How to install Tensorflow with NVIDIA GPU - using the GPU for computing and display. GPU in the example is GTX 1080 and Ubuntu 16(updated for Linux MInt 19). The installation of tensorflow is by Virtualenv. For pip install of Tensorflow for CPU you can check here:
Installing tensorflow on Ubuntu google cloud platform
Steps described in this article:
- Prerequisite
- Install Required libraries
- Install Cuda Toolkit
- Install CUDNN
- Additional steps
- Install Tensorflow
- Create virtual environment
- Install Tensorflow
- Test Tensorflow
- Uninstall TensorFlow
- Script for activating TensorFlow
- TensorFlow Errors
Initial article setup:
- python 3.5
- Linux Mint 18
- CUDA 9.0
- CUDNN 7.1
Updated version(August 2018):
- python 3.6
- Linux Mint 19
- CUDA 9.2
- CUDNN 7.2
Why to use GPU vs normal CPU tensorflow. My tests are showing that a single NVidia 1080 is 10 times faster that 24 CPUs used from Google cloud platform. Of course this measurement is pretty lame and doesn't take into account many factors.
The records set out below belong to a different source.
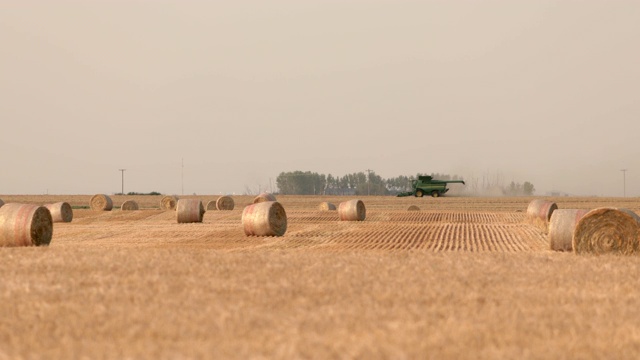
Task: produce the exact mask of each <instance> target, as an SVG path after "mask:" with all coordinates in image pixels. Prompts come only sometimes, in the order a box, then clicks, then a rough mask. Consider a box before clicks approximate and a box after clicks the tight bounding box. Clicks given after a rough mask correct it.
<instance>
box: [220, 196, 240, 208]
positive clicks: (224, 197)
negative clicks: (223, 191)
mask: <svg viewBox="0 0 640 360" xmlns="http://www.w3.org/2000/svg"><path fill="white" fill-rule="evenodd" d="M235 206H236V203H235V201H233V198H232V197H231V196H226V195H225V196H220V197H219V198H218V200H216V208H217V209H218V210H233V208H234V207H235Z"/></svg>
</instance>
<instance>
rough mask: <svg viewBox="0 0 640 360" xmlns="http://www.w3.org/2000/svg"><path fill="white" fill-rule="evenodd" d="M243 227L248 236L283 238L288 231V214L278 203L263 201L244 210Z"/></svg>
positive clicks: (244, 231)
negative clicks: (287, 221)
mask: <svg viewBox="0 0 640 360" xmlns="http://www.w3.org/2000/svg"><path fill="white" fill-rule="evenodd" d="M242 226H243V227H244V233H245V235H247V236H282V235H284V233H285V232H286V231H287V213H286V212H285V211H284V207H282V205H281V204H280V203H279V202H277V201H263V202H259V203H255V204H251V205H248V206H247V207H245V208H244V210H242Z"/></svg>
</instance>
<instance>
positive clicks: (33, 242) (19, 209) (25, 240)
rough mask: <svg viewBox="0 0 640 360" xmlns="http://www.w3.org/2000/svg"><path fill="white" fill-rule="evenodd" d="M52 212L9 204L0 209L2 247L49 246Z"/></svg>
mask: <svg viewBox="0 0 640 360" xmlns="http://www.w3.org/2000/svg"><path fill="white" fill-rule="evenodd" d="M52 236H53V219H52V218H51V212H49V209H47V208H46V207H44V206H37V205H31V204H17V203H9V204H5V205H4V206H3V207H2V208H0V246H34V245H35V246H41V245H49V243H50V242H51V237H52Z"/></svg>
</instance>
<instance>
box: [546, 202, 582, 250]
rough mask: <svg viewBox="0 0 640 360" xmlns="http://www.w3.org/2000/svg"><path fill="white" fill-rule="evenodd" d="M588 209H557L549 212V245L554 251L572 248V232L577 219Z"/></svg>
mask: <svg viewBox="0 0 640 360" xmlns="http://www.w3.org/2000/svg"><path fill="white" fill-rule="evenodd" d="M588 212H589V210H586V209H558V210H555V211H554V212H553V214H551V220H550V221H549V235H548V236H547V238H548V239H549V247H550V248H551V250H555V251H571V250H573V245H572V244H571V243H572V241H573V232H574V231H575V229H576V224H577V223H578V221H579V220H580V219H581V218H582V217H583V216H584V215H585V214H586V213H588Z"/></svg>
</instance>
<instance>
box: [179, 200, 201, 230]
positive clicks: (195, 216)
mask: <svg viewBox="0 0 640 360" xmlns="http://www.w3.org/2000/svg"><path fill="white" fill-rule="evenodd" d="M203 215H204V206H203V205H202V201H200V200H197V199H180V200H178V204H177V205H176V219H177V220H178V223H179V224H184V223H194V222H202V217H203Z"/></svg>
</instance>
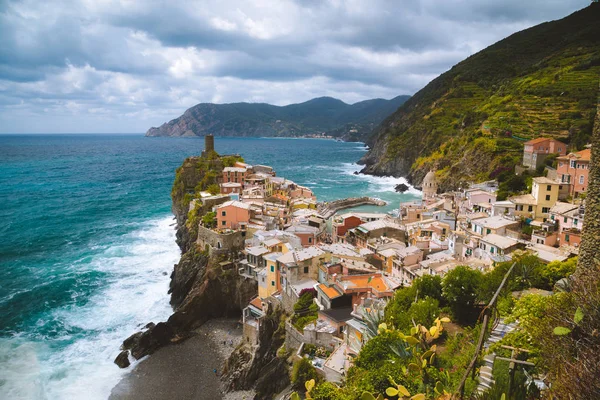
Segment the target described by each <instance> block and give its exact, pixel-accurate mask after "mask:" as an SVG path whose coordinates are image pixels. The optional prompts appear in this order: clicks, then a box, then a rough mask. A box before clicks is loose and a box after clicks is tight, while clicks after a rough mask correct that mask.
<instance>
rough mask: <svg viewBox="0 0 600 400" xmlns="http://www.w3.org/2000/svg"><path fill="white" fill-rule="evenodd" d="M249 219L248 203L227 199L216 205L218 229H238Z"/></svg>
mask: <svg viewBox="0 0 600 400" xmlns="http://www.w3.org/2000/svg"><path fill="white" fill-rule="evenodd" d="M249 220H250V205H249V204H247V203H242V202H240V201H227V202H225V203H223V204H221V205H220V206H219V207H217V228H218V229H240V228H243V227H245V226H246V225H247V224H248V221H249Z"/></svg>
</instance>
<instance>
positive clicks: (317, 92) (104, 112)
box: [0, 0, 588, 133]
mask: <svg viewBox="0 0 600 400" xmlns="http://www.w3.org/2000/svg"><path fill="white" fill-rule="evenodd" d="M587 4H588V1H584V0H571V1H557V0H552V1H545V2H542V1H541V0H533V1H531V2H523V1H517V0H505V1H503V2H493V3H492V2H488V1H486V0H471V1H466V0H449V1H446V2H441V3H440V2H438V1H433V0H420V1H403V2H398V1H393V0H372V1H369V2H365V1H362V0H351V1H337V0H329V1H320V0H316V1H310V0H297V1H292V0H282V1H277V2H273V1H270V0H254V1H242V0H235V1H234V0H230V1H222V0H206V1H203V2H201V3H198V2H192V1H187V0H181V1H173V2H169V3H168V7H167V6H165V4H164V3H162V2H138V1H133V0H127V1H126V0H121V1H118V0H81V1H70V0H62V1H61V0H56V1H52V2H39V1H36V0H22V1H19V0H14V1H8V2H6V3H5V4H4V5H3V6H0V7H4V8H3V12H0V37H2V42H1V43H0V131H1V132H79V131H81V130H82V129H85V130H87V131H96V132H98V131H106V132H140V133H141V132H144V131H145V130H146V129H148V128H149V127H150V126H153V125H154V126H156V125H160V124H161V123H163V122H165V121H168V120H170V119H172V118H175V117H177V116H179V115H180V114H181V113H182V112H183V111H185V109H186V108H189V107H191V106H193V105H194V104H197V103H199V102H219V103H220V102H237V101H250V102H269V103H272V104H280V105H281V104H289V103H293V102H300V101H305V100H308V99H310V98H313V97H317V96H333V97H337V98H340V99H342V100H344V101H346V102H350V103H352V102H356V101H360V100H364V99H367V98H373V97H384V98H391V97H394V96H397V95H399V94H412V93H414V92H416V91H417V90H419V89H420V88H421V87H423V86H424V85H426V84H427V82H429V81H430V80H431V79H433V78H434V77H435V76H437V75H438V74H440V73H441V72H443V71H445V70H447V69H448V68H449V67H451V66H452V65H453V64H455V63H456V62H458V61H460V60H462V59H464V58H465V57H467V56H468V55H470V54H473V53H474V52H476V51H478V50H480V49H482V48H484V47H485V46H488V45H490V44H492V43H493V42H495V41H497V40H499V39H501V38H503V37H505V36H507V35H509V34H511V33H513V32H515V31H518V30H521V29H524V28H526V27H528V26H532V25H534V24H536V23H538V22H541V21H543V20H548V19H556V18H560V17H563V16H565V15H567V14H568V13H570V12H572V11H574V10H576V9H578V8H581V7H584V6H586V5H587Z"/></svg>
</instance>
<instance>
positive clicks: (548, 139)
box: [525, 138, 556, 144]
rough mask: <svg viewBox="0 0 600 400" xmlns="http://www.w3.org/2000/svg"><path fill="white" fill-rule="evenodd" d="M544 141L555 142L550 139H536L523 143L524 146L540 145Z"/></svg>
mask: <svg viewBox="0 0 600 400" xmlns="http://www.w3.org/2000/svg"><path fill="white" fill-rule="evenodd" d="M546 140H556V139H552V138H537V139H532V140H530V141H528V142H525V144H538V143H542V142H545V141H546Z"/></svg>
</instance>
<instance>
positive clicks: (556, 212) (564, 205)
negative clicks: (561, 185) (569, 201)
mask: <svg viewBox="0 0 600 400" xmlns="http://www.w3.org/2000/svg"><path fill="white" fill-rule="evenodd" d="M578 209H579V206H578V205H575V204H571V203H565V202H562V201H557V202H556V203H554V205H553V206H552V207H551V208H550V212H551V213H554V214H564V213H567V212H569V211H573V210H578Z"/></svg>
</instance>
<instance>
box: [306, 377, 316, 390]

But from practical point of view - one and the same NN with the same training set takes 48 hours on 24 CPUs and 4 on a single 1080(used in dual mode - display and compute).
Prerequisite
In order to follow this article you need:
- Ubuntu or Linux Mint
- GPU with cuda architecture
- installed python
- knowledge how to use Linux terminal commands
Install Required libraries
Update: you can install Cuda also by:
sudo apt install cuda-9-0
Older version of CUDA (like 7.0 and 8.0) can be found here:
CUDA Toolkit Archive
Install Cuda Toolkit
In order to use your CUDA GPU you need to install Cuda Toolkit. The latest available is 9.1 but so far it's not compatible with tensorflow and I had to downgrade it to 9.0 in order to avoid this error:
libcublas.so.9.0: cannot open shared object file: No such file or directory
The official documentation from NVidia is here: NVIDIA CUDA Installation Guide for Linux
In short:
- Verify the kernel headers and gcc - more info on the link above - in my case everything was fine. No need of actions for my installation of Ubuntu 16 ( also tested on Linux Mint 18)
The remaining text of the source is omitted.